October 10, 2016
Manipulation and Interrogation of Matter at the Small Scale Enabled by a Controls and Systems Perspective
Abstract: The new temporal and spatial regimes of exploration enabled by nanoscience and nanotechnology have led to significant insights into fundamental processes that govern dynamics at the small scale of matter including bio-matter at the molecular scale. These abilities were enabled by breakthroughs in instrumentation that had to overcome fundamental sources of uncertainty such as thermal noise. In this talk, solution methodologies enabled by a modern control approach, in our lab, that have opened new temporal and spatial regimes for investigating matter at the nanoscale will be highlighted. With the exploration of biological processes at the molecular and cellular scale using nano-interrogation tools, it has become evident that evolution has endowed biology with remarkable machinery to perform and achieve precise functionality at the small scale in the presence of a highly uncertain environment. Understanding these bio-molecular systems, apart from providing key insights into biology and the related therapeutic impact, holds the promise for strategies to engineer material and systems at the small scale. Recent efforts in our lab for probing and understanding transport at the molecular scale and key proteins that provide structural integrity will be detailed to illustrate the power of a controls and systems perspectives.

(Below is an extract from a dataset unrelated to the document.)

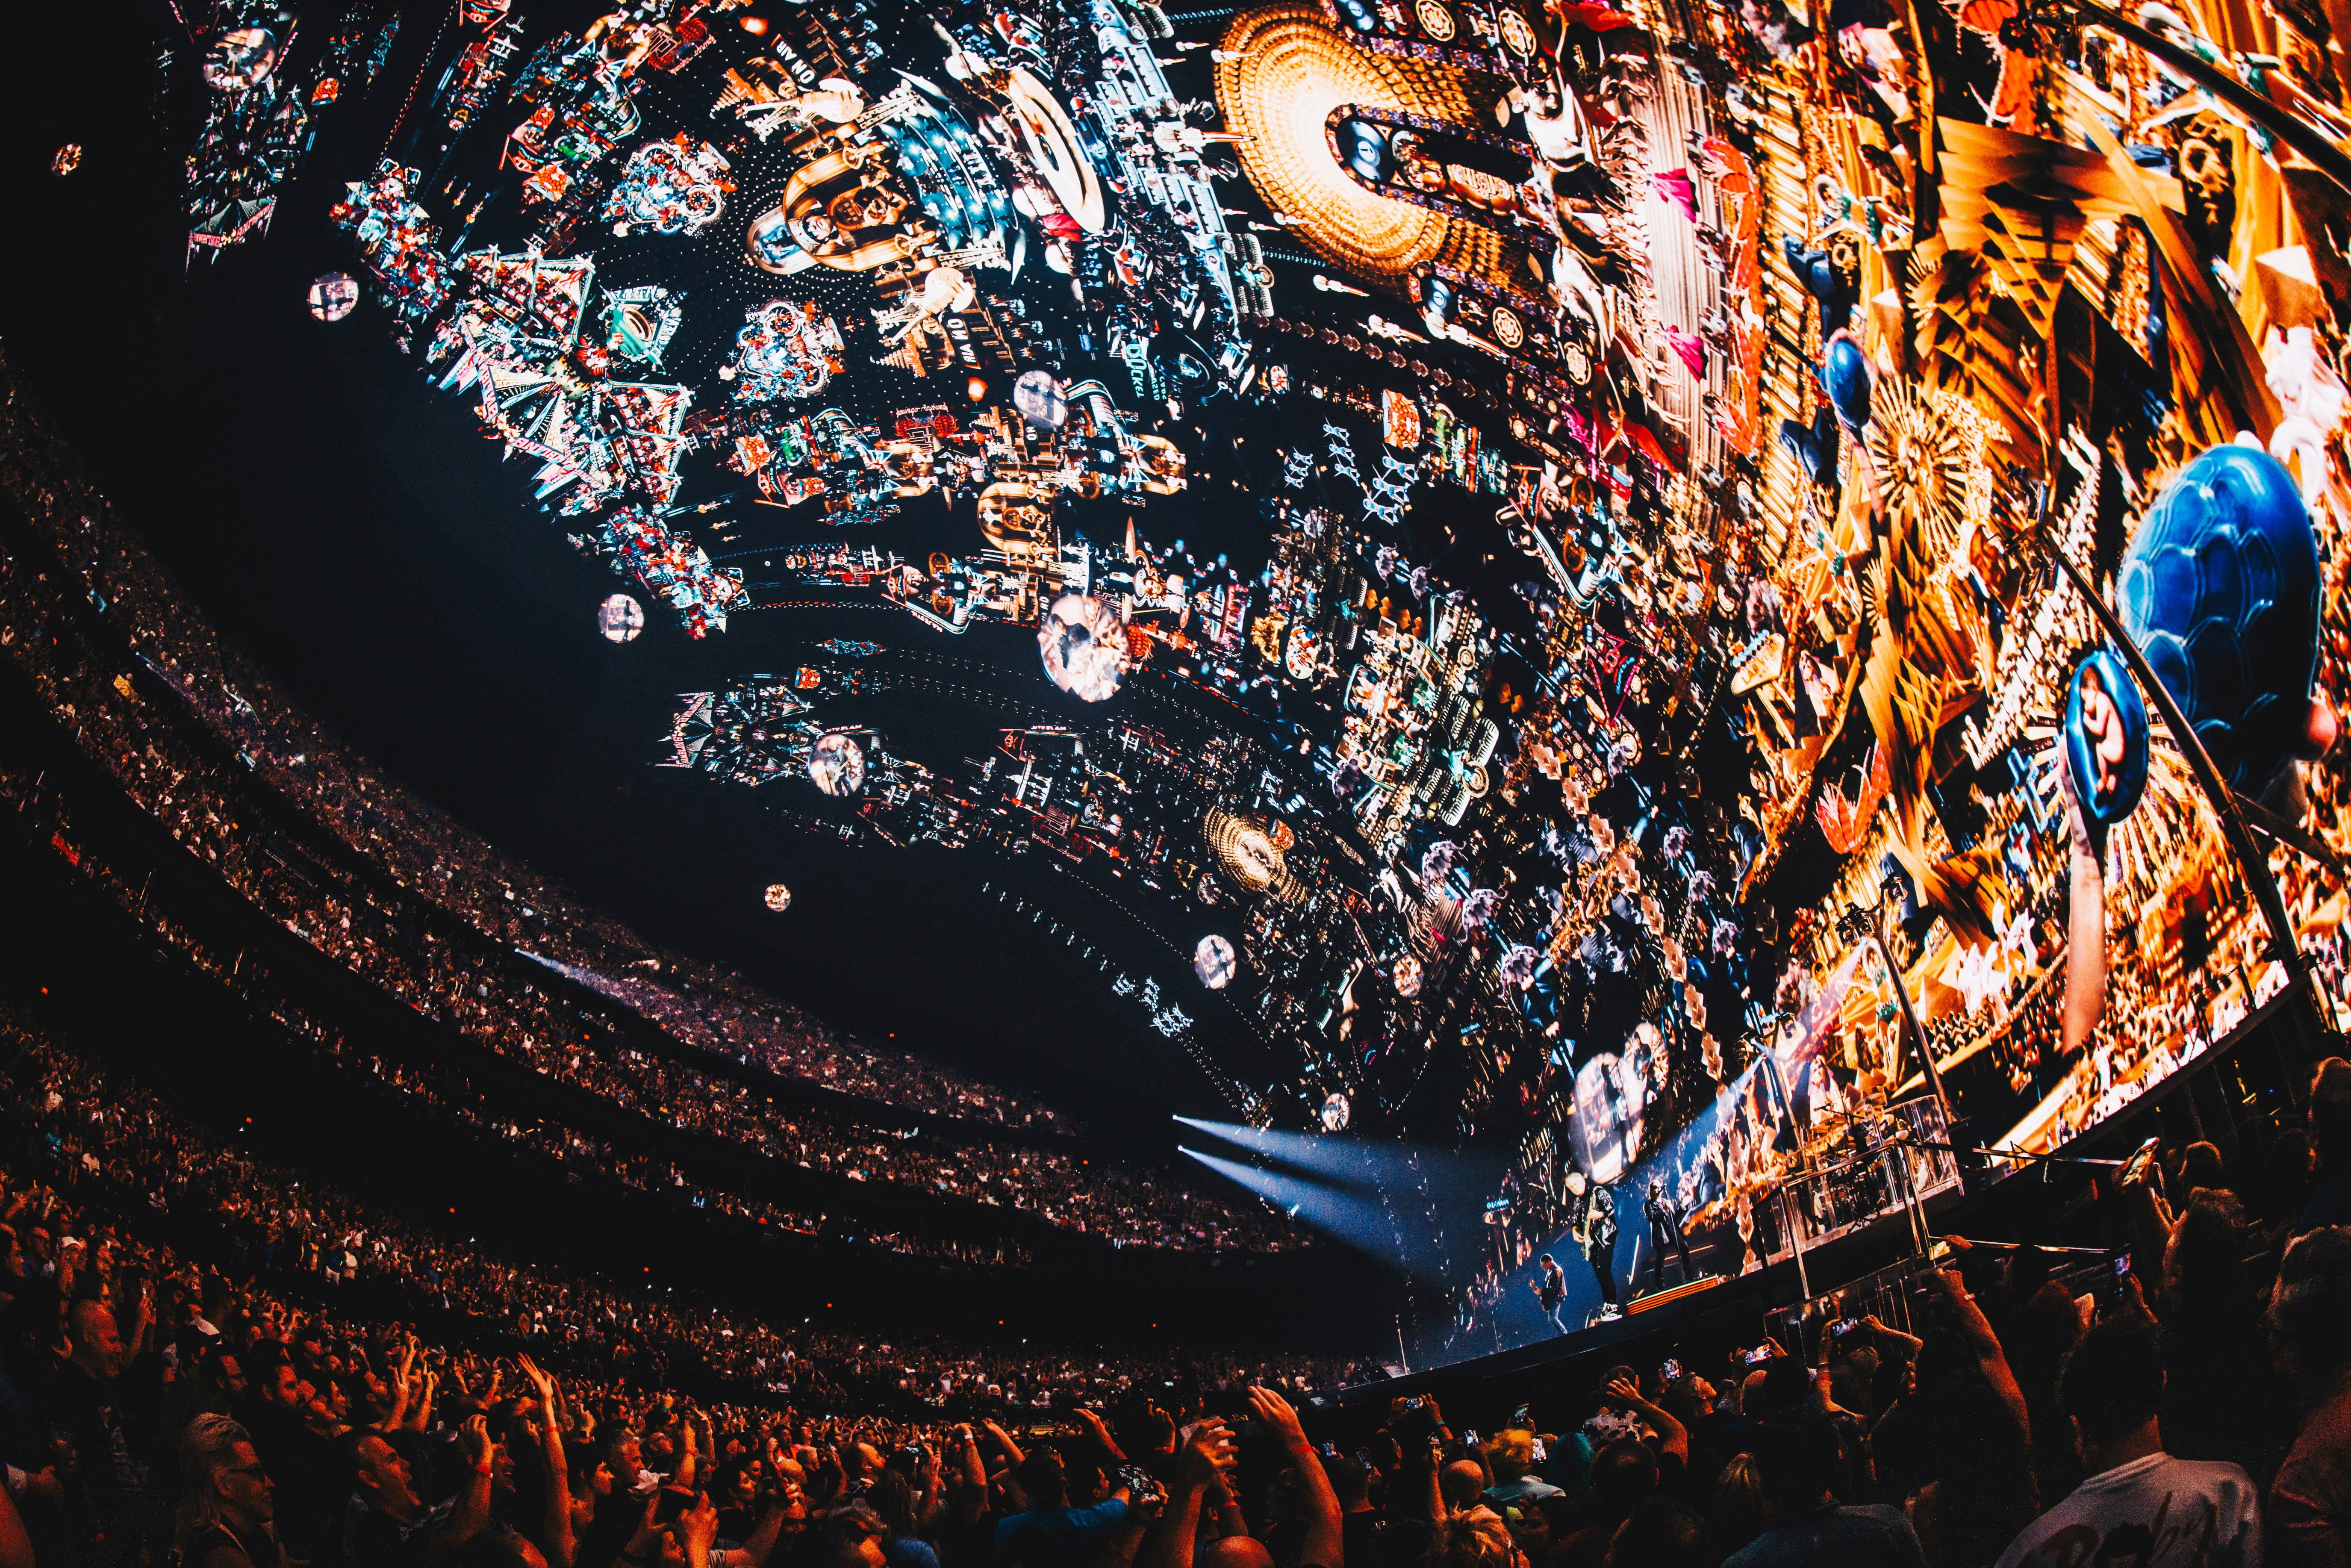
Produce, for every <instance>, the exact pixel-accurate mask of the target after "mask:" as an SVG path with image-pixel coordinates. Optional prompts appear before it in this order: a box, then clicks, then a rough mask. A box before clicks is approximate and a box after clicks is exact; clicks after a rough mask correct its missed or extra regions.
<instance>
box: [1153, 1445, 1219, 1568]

Bio: Murti V. Salapaka received the B.Tech. Degree in Mechanical Engineering from the Indian Institute of Technology, Madras in 1991. He received Masters and doctoral degree in Mechanical engineering from the University of California, Santa Barbara, in 1993, and 1997, respectively. From 1997-2007, he was with the Electrical Engineering Department at Iowa State University. From 2007 to 2010, he was an Associate Professor at University of Minnesota, Twin-Cities, where he currently holds the Vincentine Hermes-Luh Chair in Electrical and Computer Engineering. He is currently a Professor and Director of Graduate Studies at the Electrical and Computer Engineering department at University of Minnesota, Twin-Cities. Prof. Salapaka was the recipient of the 1997 National Science Foundation CAREER Award, and the 2001 Iowa State University Young Engineering Faculty Research Award. His research interests are in control and systems theory and its applications to nanotechnology, molecular biology and renewable energy.